Im Osten nichts Neues

Seite 2: Kann nichtmilitärischer Einfluss von außen entscheiden?

Der Westen vertraut bislang auf die Wirkung der Sanktionen gegen Russland. Die haben aber bisher den westlichen Staaten ebenso geschadet wie Russland selbst. Zwar zeigen sich massive negative Auswirkungen in Russland, die durch die künstlich herbeigeführte Energieknappheit und Preisexplosion eingetretenen Auswirkungen sind zumindest in Westeuropa ebenso gravierend.

Die USA haben es geschafft, sich aufgrund ihrer weitgehenden Energieautonomie von dieser Krise nicht nur abzukoppeln, sie verdienen sogar mittlerweile an ihr.

Nach dem russischen Angriff auf die Ukraine war die Hoffnung im Westen groß, dass auch politische Führungen in Afrika und dem Nahen Osten das Vorgehen der transatlantischen Verbündeten mittragen würden. Doch genauere Analysen offenbaren, wie sehr sich die Wahrnehmungen und Interessenlagen dieser Akteure von denen der westlichen Staatengemeinschaft unterscheiden. Es ist nach drei Gruppen zu unterscheiden:

  1. Die westlichen Sanktionen werden weitgehend unterstützt.
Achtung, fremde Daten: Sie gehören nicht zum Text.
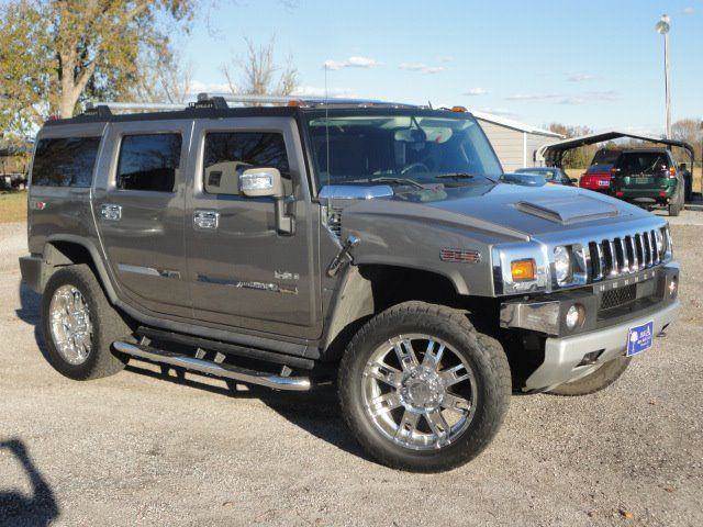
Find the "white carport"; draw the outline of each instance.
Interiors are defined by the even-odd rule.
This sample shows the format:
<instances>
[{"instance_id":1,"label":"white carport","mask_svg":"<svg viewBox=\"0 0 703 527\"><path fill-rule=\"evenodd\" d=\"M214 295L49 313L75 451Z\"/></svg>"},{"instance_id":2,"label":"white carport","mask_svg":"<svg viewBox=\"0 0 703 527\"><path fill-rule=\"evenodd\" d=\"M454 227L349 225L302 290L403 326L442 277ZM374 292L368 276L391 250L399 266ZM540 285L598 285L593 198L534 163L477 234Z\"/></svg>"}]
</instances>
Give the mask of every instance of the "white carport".
<instances>
[{"instance_id":1,"label":"white carport","mask_svg":"<svg viewBox=\"0 0 703 527\"><path fill-rule=\"evenodd\" d=\"M471 114L483 128L506 172L537 166L537 150L563 138L548 130L491 113L471 111Z\"/></svg>"}]
</instances>

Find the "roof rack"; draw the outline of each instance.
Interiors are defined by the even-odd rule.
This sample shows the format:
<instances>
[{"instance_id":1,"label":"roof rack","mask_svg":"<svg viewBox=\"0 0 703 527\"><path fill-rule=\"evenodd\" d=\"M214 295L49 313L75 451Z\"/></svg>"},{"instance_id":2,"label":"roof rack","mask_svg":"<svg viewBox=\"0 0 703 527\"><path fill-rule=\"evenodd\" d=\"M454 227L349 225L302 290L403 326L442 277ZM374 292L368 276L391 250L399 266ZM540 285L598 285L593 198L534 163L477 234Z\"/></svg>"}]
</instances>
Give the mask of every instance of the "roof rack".
<instances>
[{"instance_id":1,"label":"roof rack","mask_svg":"<svg viewBox=\"0 0 703 527\"><path fill-rule=\"evenodd\" d=\"M319 105L346 105L346 106L391 106L391 108L417 108L415 104L402 102L389 102L376 99L342 99L342 98L311 98L305 96L249 96L232 93L198 93L197 100L186 104L170 102L115 102L100 101L88 102L86 115L109 116L113 111L120 112L163 112L182 111L188 108L214 108L226 109L236 106L263 106L263 105L288 105L312 108Z\"/></svg>"}]
</instances>

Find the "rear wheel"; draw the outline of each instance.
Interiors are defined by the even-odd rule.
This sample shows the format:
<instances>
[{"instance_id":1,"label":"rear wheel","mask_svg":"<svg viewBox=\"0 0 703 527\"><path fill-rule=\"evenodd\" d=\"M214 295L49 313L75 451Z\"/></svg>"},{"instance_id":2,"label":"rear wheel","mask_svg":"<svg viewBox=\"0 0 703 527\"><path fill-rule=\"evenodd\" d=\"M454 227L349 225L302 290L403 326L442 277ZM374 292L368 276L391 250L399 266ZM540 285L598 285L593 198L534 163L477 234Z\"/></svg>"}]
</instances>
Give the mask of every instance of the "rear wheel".
<instances>
[{"instance_id":1,"label":"rear wheel","mask_svg":"<svg viewBox=\"0 0 703 527\"><path fill-rule=\"evenodd\" d=\"M126 359L113 355L111 347L130 335L130 327L88 266L56 271L44 289L41 310L47 359L59 373L87 380L124 368Z\"/></svg>"},{"instance_id":2,"label":"rear wheel","mask_svg":"<svg viewBox=\"0 0 703 527\"><path fill-rule=\"evenodd\" d=\"M488 446L507 411L511 377L500 344L464 313L406 302L354 337L338 386L344 418L371 457L436 472Z\"/></svg>"},{"instance_id":3,"label":"rear wheel","mask_svg":"<svg viewBox=\"0 0 703 527\"><path fill-rule=\"evenodd\" d=\"M554 395L589 395L590 393L600 392L614 383L620 377L625 373L625 370L629 366L631 357L618 357L609 362L605 362L593 373L589 373L581 379L577 379L572 382L566 382L548 393Z\"/></svg>"}]
</instances>

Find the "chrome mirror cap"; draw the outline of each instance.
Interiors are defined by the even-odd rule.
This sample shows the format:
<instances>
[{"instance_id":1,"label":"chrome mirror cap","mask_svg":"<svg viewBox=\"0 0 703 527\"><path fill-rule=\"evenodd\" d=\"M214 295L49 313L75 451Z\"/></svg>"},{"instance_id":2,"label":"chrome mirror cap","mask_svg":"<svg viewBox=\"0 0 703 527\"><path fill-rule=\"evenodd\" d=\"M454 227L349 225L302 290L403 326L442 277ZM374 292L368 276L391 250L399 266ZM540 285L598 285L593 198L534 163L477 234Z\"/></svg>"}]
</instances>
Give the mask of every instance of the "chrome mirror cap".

Hier findet sich z.B. Ägypten.
  2. Die westlichen Sanktionen werden mehr oder minder deutlich unterlaufen. Hier finden sich z.B. Israel, Kenia, die arabischen Staaten, Südafrika.
  3. Die westlichen Sanktionen werden weitgehend ignoriert, im Gegenteil wurden Lieferlücken massiv genutzt, um den Handel mit Russland auszuweiten. Hier finden sich z.B. der Iran und die Maghrebstaaten.

Fazit: Was an Handelsmöglichkeiten in Richtung Westen entfällt, wird aktuell durch den Ausbau anderer oder das Knüpfen von neuen Lieferverträgen ausgeglichen. Auch Indien und China beteiligen sich in keiner Weise an Boykottmaßnahmen, noch fordern sie gegenüber ihren Verbündeten deren Unterstützung. Wenn auch die Absatzwege (z.B. Pipeline für Erdgas) zu den neuen Partnern fehlen, finden sich Ersatzmöglichkeiten bei neuen Abnehmern.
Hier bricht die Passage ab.